Speaking at the National Glazing Association’s inaugural GFAB event in Chicago, thinkivity Founder, Elton Boocock, delivered a message that cut against the grain of much of the AI conversation currently circulating in glass fabrication.

The message was: Slow down. Think clearly. Build for business value rather than headline moments.

thinkivity was invited to address the event, which brought together glass fabricators from across North America for the first time under the GFAB banner, on the topic of the future of AI for glass fabrication.

Before the event, delegates were asked what they most wanted to hear about. The results were telling: 62% cited the reliability and accuracy of AI as their primary concern. A further 29% flagged data security.

For an industry increasingly hearing about smart factories and fully automated fabrication plants, those numbers said something important: the audience wasn’t asking how to move faster. They were asking how to move wisely.

Elton took that as his starting point and went back to basics.

Drawing a parallel with autonomous driving, he walked delegates through the incremental steps that have taken the automotive industry from early driver-assistance features to where self-driving technology sits today. It wasn’t a single leap.

It was a series of tested, trusted advances, each one building on the last before the next was attempted.

His argument: AI for glass fabrication is on the exact same road, and understanding where we actually are on that journey matters far more than fixating on where we might one day arrive.

“AI is the new cocaine,” Elton told the room. “People are either scared of it or getting high on it. Both are the wrong response. A planned approach grounded in real business needs is how we get the most from it without burning out or being left behind.”

That theme ran through the entire session. Despite the volume of conversation around smart factories and fully automated plants, E

lton took a deliberately measured position, pushing back against what he described as a ‘we must use AI’ mentality.

His case was straightforward: AI is a tool, and like every tool that has come before it, it should be chosen because it solves a problem, not because it’s the conversation everyone is having.

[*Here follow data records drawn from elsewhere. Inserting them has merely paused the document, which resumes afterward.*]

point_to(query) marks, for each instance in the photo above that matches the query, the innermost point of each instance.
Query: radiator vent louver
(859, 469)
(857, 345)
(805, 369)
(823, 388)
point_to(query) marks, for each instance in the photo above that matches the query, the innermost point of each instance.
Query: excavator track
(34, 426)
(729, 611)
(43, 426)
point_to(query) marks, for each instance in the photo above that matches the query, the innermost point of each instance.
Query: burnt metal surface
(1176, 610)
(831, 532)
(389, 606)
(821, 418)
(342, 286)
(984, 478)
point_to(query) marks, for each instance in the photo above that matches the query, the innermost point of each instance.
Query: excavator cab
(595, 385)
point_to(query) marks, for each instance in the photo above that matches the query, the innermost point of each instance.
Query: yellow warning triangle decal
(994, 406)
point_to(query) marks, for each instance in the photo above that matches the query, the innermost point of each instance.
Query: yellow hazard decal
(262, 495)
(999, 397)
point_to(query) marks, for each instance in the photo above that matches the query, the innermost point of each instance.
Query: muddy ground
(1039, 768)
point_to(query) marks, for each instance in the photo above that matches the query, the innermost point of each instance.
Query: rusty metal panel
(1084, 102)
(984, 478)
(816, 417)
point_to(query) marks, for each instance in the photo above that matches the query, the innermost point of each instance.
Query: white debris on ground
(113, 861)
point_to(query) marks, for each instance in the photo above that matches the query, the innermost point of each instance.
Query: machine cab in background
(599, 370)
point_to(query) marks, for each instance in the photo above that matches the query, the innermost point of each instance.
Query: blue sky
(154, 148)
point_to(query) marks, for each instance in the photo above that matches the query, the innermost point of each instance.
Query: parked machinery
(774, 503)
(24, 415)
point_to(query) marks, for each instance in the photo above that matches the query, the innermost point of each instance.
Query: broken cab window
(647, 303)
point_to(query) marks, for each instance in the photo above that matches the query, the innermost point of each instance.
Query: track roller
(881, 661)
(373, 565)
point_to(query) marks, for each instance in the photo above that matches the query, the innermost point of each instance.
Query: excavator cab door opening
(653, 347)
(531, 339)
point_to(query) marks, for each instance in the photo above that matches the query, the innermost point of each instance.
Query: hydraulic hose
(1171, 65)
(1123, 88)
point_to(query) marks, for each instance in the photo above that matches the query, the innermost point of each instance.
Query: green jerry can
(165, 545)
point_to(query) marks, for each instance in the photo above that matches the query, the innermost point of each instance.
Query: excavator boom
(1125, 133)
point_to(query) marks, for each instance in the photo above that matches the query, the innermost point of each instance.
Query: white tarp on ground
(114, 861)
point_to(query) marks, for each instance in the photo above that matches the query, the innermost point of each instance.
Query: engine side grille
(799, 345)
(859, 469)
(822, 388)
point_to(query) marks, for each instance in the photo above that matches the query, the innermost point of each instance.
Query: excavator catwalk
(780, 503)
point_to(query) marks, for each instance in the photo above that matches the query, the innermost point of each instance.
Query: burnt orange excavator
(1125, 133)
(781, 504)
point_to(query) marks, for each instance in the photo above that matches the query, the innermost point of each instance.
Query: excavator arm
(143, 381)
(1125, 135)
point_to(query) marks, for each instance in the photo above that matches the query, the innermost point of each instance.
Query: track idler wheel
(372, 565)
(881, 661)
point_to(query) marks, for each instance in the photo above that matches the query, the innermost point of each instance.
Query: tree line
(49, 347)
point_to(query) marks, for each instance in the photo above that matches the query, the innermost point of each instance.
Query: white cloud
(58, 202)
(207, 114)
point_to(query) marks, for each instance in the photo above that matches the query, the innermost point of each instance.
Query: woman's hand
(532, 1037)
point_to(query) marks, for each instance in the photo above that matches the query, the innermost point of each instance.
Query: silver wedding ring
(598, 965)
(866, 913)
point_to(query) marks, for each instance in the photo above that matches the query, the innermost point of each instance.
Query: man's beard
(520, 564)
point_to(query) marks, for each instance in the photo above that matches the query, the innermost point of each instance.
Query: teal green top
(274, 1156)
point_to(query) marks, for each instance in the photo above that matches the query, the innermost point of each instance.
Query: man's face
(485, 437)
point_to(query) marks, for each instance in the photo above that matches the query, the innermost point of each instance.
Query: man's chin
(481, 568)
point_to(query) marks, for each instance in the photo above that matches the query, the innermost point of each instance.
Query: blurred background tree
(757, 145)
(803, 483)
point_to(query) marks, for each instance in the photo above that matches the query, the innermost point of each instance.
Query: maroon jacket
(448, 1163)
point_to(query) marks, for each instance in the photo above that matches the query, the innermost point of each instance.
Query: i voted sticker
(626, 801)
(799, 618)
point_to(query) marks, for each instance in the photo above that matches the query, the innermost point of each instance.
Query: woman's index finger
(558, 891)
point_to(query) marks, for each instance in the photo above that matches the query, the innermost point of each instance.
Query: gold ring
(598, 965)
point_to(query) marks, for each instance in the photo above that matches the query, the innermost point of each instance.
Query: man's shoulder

“I’m not here to put the brakes on ambition,” he said. “But the businesses that will benefit most from AI aren’t the ones chasing the most impressive demos. They’re the ones who’ve identified a genuine challenge and asked whether AI is the right fix. Start with the business need. Let the technology follow from that.”

To bring the point to life, Elton revealed something that resonated clearly with the audience. He hadn’t walked into the event alone.

Four colleagues had been working alongside him throughout the day, all of them AI agents operating in the background on tasks he’d defined in advance as genuine business priorities.

“The future is already here,” he said. “But those agents weren’t in the room to show off.

“They were working on specific challenges that needed solving, tasks defined as business problems first, not as opportunities to try something clever.

“That’s the distinction that matters. Not can AI do this, but should it, and does it make the business better?”

For delegates navigating significant technology investment decisions, the session offered a practical anchor in a conversation that can quickly become overwhelming.

In a sector where pressure to adopt AI is growing fast, Boocock’s message gave fabricators something less commonly heard at industry events: permission to think before they act, and confidence that a measured approach isn’t falling behind. It’s getting it right.

thinkivity works with glazing and glass businesses on practical, planned AI adoption. The Chicago appearance marks a step into the North American market.